I think that in this day and age when physician burnout is so high, so it’s a, I mean, that’s nothing as has been as awful as the COVID pandemic. But the epidemic of physician burnout in the United States is a very, very, very serious problem.

Obviously, having physicians who are who are exhausted, who are angry, who are frustrated is not where you want to be getting care. And my own anecdotal experience, but based on a number of years, and I’m sure it’s very similar to yours.

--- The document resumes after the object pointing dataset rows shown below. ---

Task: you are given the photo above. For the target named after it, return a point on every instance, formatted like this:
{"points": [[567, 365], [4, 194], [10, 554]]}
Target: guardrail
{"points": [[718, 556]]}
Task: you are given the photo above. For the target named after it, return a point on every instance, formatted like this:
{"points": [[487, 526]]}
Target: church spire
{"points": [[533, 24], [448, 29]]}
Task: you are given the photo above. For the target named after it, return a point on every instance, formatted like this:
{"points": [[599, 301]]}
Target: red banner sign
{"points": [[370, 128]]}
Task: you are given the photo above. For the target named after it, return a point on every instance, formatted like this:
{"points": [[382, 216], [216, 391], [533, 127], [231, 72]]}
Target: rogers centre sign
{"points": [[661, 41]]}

When you find satisfied physicians in the United States, people who enjoy practicing medicine, who are proud and pleased with the environment in which they’re practicing, those physicians are almost invariably in integrated delivery systems.

It’s the way we all learned medicine. It’s the way we were taught medicine. And it’s the way in which I think inevitably the system will come together and that transitions are difficult. Transitions are painful. They may require a whole generation before one works through them, but it’ll get us to a better place. I’m absolutely convinced of it. Better place for patients and a better place for clinicians.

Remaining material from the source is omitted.